When a trader sets up a pending order, they specify certain conditions such as a specific price level or a particular market situation that needs to occur for the order to be triggered. Until these conditions are met, the order remains pending, waiting in the broker’s system or platform.

 

For instance, a trader might place a pending order to buy a currency pair if the price reaches a certain level higher than the current market price. Until the market reaches that specified price level, the buy order remains pending. Once the market reaches or surpasses that price, the pending order becomes active and is executed as a market order.

1. Types of Pending Orders:

There are four ways we can use this.

  • Buy Limit:
    Imagine a stock is currently trading at $50. You believe it will dip to $45 before making a comeback. You place a buy limit order at $45. If the price falls to $45 or lower, your order will be triggered and you will buy the stock.

  • Sell Limit:
    Let’s say the same stock is at $50. You think it might climb to $55 before correcting downwards. You place a sell limit order at $55. If the price reaches $55 or higher, your order will be executed and you will sell the stock.

  • Buy Stop:
    Back to our $50 stock. You expect it to break through resistance at $52 and continue rising. You place a buy stop order at $52. If the price rises to $52 or higher, your order will be triggered and you will buy the stock.

  • Sell Stop:
    Finally, imagine the stock is at $50 and you’re worried it might plummet. You place a sell stop order at $48. If the price falls to $48 or lower, your order will be triggered and you will sell the stock, limiting your potential losses.
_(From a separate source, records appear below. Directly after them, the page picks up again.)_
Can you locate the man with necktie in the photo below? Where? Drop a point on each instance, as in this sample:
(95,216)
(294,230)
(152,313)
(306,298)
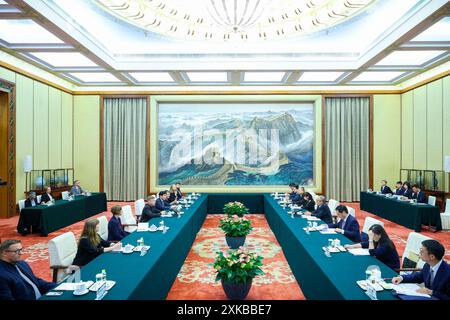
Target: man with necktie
(347,225)
(435,274)
(17,281)
(385,188)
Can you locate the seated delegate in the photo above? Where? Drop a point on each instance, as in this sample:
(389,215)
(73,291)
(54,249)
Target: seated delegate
(115,228)
(322,212)
(91,245)
(385,188)
(347,224)
(17,280)
(380,246)
(418,195)
(435,274)
(150,211)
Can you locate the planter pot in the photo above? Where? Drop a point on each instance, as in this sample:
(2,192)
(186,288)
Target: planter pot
(236,291)
(235,242)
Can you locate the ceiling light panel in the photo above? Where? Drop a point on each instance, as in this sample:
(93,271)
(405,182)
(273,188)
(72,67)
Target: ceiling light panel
(409,58)
(25,31)
(373,76)
(319,76)
(94,76)
(207,76)
(152,76)
(64,59)
(440,31)
(263,76)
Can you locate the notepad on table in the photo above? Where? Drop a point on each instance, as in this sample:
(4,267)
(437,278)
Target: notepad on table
(359,252)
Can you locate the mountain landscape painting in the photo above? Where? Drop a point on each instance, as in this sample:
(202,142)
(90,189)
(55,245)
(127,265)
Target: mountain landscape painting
(235,144)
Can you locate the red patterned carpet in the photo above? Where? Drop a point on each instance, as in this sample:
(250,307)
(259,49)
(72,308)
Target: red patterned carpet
(189,283)
(196,279)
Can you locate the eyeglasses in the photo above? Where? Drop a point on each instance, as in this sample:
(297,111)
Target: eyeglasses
(15,251)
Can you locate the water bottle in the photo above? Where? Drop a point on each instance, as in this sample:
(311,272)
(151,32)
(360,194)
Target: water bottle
(104,274)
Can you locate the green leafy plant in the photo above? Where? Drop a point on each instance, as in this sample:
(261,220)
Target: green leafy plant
(235,208)
(235,226)
(237,266)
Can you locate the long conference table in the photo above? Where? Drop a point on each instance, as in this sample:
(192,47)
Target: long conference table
(151,276)
(404,213)
(62,214)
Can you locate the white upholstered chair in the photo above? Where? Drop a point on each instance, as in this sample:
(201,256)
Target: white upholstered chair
(369,221)
(432,200)
(445,217)
(412,251)
(62,250)
(128,220)
(103,229)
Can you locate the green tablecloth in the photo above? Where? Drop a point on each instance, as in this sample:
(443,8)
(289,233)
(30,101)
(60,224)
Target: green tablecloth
(320,277)
(149,277)
(409,215)
(253,201)
(62,214)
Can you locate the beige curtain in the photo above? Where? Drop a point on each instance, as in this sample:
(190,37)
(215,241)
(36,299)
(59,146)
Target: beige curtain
(125,148)
(347,147)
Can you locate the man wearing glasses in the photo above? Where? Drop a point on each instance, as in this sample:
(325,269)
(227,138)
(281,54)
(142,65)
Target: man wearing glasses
(435,274)
(17,281)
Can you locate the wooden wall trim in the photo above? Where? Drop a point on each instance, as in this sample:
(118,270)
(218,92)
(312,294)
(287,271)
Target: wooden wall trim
(102,146)
(10,88)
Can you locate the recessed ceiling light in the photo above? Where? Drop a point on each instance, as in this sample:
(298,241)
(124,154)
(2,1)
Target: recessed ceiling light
(377,76)
(263,76)
(152,76)
(64,59)
(409,58)
(437,32)
(25,31)
(207,76)
(94,76)
(319,76)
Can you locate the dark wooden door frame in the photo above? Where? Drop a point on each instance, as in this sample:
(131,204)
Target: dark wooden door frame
(324,135)
(10,89)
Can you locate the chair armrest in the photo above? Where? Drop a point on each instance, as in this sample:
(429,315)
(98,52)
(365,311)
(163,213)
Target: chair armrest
(408,269)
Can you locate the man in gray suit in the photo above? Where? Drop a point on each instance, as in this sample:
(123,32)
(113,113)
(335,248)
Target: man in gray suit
(76,190)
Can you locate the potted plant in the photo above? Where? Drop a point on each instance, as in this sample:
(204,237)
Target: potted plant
(236,229)
(236,270)
(235,208)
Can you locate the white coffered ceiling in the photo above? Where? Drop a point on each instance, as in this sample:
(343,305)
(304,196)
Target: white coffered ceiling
(285,43)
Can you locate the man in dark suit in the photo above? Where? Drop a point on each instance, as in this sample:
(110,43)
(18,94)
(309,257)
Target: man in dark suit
(435,274)
(47,196)
(399,188)
(31,200)
(115,228)
(385,188)
(347,224)
(322,212)
(418,194)
(150,211)
(162,203)
(17,281)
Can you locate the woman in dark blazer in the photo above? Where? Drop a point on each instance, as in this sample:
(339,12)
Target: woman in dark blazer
(115,228)
(308,203)
(380,246)
(91,245)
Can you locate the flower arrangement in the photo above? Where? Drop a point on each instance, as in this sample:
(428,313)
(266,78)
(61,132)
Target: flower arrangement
(237,266)
(235,226)
(235,208)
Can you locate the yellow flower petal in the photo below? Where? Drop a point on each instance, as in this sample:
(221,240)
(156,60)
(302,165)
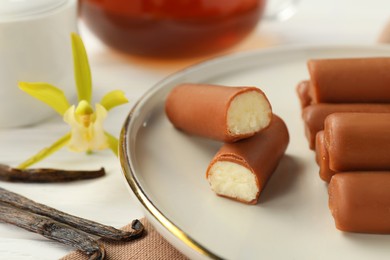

When dealing with pending orders, there are a few key factors to consider :

  1. Market Analysis: Before placing any pending orders, it is crucial to perform a thorough analysis of the market. This includes studying price charts, identifying support and resistance levels, and analyzing key technical indicators. By understanding the market context, traders can make more informed decisions about where to place their pending orders.

  2. Order Placement: When placing pending orders, it is essential to select appropriate entry and exit points. Traders should consider factors such as recent price movements, volatility, and the overall trend of the market. Placing orders too close to current market prices may result in frequent stop-outs, while placing them too far away may decrease the risk-reward ratio.

  3. Risk Management: Just like any other trading strategy, risk management is crucial when using pending orders. Traders should determine their risk tolerance and set appropriate stop-loss and take-profit levels for each trade.

By keeping these factors in mind, traders can effectively use pending orders to automate their trading strategies and remove the need for constant monitoring of the market.